By paying us your pennies…

If you visited my home, the first thing you would see in the hall is this beautiful poster:

By paying us your pennies.jpg

It was created by Macdonald Gill, younger brother of Eric Gill, inventor of Gill Sans typeface.

It was an advert for the London General Omnibus Company, and the caption around the edge reads:

BY PAYING US YOUR PENNIES, YOU GO ABOUT YOUR BUSINESS IN TRAMS, ELECTRIC TRAINS AND MOTOR DRIVEN BUSES, IN THIS, LARGEST OF ALL CITIES, GREAT LONDON BY THE THAMES

That poster sums up perfectly why I’m in public transport.

It’s simple and self-confident and describes a transport network in which demand was sufficient to pay for it.

This is all nonsense

Now, I’m not remotely serious.

The state has always been involved in transport: railways need Acts of Parliament and have always had their fares regulated, and benefited from bespoke safety regulations.

I’m also not suggesting that transport - a natural monopoly - should be left to the market.

Of course it shouldn’t.

This whole post is just a thought experiment.

But there’s a serious point behind it.

If we think of transport as a business with customers, then our goal is to create a confident, attractive, positive, user-friendly, high-quality, fast, reliable public transport system that users want to pay for.
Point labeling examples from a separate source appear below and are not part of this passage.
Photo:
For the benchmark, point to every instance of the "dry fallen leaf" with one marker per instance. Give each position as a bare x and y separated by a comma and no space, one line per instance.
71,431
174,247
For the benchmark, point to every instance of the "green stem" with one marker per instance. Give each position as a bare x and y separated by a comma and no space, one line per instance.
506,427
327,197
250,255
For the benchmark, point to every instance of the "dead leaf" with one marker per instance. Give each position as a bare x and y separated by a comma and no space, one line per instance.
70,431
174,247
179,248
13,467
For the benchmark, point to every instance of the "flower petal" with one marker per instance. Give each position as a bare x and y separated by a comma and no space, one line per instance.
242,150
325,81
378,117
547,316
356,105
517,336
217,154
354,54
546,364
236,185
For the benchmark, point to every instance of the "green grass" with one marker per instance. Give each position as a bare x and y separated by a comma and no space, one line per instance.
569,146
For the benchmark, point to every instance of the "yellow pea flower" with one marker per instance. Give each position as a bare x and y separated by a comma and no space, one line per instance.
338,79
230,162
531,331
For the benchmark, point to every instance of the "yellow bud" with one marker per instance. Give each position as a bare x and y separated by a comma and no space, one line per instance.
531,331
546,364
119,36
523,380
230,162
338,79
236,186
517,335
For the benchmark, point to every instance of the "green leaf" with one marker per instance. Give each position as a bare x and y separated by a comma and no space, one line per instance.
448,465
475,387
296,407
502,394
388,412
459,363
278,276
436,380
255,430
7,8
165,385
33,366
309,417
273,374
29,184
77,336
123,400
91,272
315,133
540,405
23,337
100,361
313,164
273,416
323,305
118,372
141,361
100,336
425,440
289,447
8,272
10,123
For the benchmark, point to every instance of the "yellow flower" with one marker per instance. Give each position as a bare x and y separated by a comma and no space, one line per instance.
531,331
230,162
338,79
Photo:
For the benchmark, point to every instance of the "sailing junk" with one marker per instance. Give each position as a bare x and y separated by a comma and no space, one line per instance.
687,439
Even if it still also needs subsidy, it will need less - or that subsidy will buy more.

Thanks to London Centric, I happened to see a recent TfL board paper, in which there was a commentary on why revenue was below expectation. It was very characteristic of our sector, in that it was all about the economic factors - nothing about the attractiveness of the TfL service. Demand reads as something that happens to you. This is not unusual. If I’d written a Board paper at Chiltern Railways in which I blamed the economy, I’d have been torn to bits. I’d have felt most aggrieved but the Board’s view would be that it was my job to attract more customers to replace those who’d lost their jobs.
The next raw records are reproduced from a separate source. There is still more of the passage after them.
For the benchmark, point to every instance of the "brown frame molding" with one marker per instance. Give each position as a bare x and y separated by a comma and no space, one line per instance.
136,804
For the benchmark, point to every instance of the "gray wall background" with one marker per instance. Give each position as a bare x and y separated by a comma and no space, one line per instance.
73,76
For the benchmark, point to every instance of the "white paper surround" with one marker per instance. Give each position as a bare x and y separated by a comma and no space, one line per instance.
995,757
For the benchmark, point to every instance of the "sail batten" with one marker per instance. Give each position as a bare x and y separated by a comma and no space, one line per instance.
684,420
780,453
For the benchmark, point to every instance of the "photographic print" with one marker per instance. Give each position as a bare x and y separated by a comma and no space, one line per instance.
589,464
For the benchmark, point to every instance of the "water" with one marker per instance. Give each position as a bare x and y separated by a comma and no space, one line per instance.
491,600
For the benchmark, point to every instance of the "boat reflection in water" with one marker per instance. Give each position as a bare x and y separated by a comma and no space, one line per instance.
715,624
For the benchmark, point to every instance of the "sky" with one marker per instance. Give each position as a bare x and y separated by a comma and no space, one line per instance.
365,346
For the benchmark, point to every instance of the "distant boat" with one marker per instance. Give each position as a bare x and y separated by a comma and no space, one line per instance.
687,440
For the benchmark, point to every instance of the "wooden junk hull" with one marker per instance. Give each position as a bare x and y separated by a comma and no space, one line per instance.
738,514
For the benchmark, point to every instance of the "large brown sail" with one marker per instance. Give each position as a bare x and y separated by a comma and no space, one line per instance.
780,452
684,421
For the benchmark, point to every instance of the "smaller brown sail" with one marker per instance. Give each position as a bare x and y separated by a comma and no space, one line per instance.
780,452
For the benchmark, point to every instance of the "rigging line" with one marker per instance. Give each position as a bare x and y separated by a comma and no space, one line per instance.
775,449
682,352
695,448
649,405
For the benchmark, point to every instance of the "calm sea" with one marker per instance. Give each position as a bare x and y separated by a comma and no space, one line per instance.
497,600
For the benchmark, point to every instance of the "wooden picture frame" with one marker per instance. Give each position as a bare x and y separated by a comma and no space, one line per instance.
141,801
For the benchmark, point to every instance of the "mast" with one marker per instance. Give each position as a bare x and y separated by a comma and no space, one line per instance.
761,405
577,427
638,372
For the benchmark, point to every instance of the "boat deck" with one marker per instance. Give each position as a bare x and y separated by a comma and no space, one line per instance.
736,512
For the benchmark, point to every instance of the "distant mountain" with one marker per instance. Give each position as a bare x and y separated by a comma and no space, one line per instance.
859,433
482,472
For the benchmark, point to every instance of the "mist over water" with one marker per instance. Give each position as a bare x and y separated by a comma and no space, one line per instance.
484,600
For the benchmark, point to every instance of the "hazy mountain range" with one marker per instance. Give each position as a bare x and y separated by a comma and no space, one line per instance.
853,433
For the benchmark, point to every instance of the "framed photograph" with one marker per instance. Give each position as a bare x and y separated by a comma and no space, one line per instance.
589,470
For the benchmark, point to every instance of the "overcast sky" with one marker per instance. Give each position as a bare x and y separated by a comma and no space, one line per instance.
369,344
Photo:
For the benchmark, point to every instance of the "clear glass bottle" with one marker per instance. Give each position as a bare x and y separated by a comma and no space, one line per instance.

Another little obsession of mine is the idea that we - in the public transport industry - should be actively working to integrate autonomous vehicles into our networks, as a way of growing demand. Here’s me talking about this at the Re//Thinking Mobility conference last year:

Next month, I’m visiting Oslo and will visit their autonomous vehicle project, where they’re working on doing exactly this. But who else is?

So, no, I’m not even slightly suggesting that we don’t want the state in transport. But the purpose of this thought experiment is to encourage all of us to pretend that they’re not here and to think hard about how we can make our service as attractive as possible to paying customers.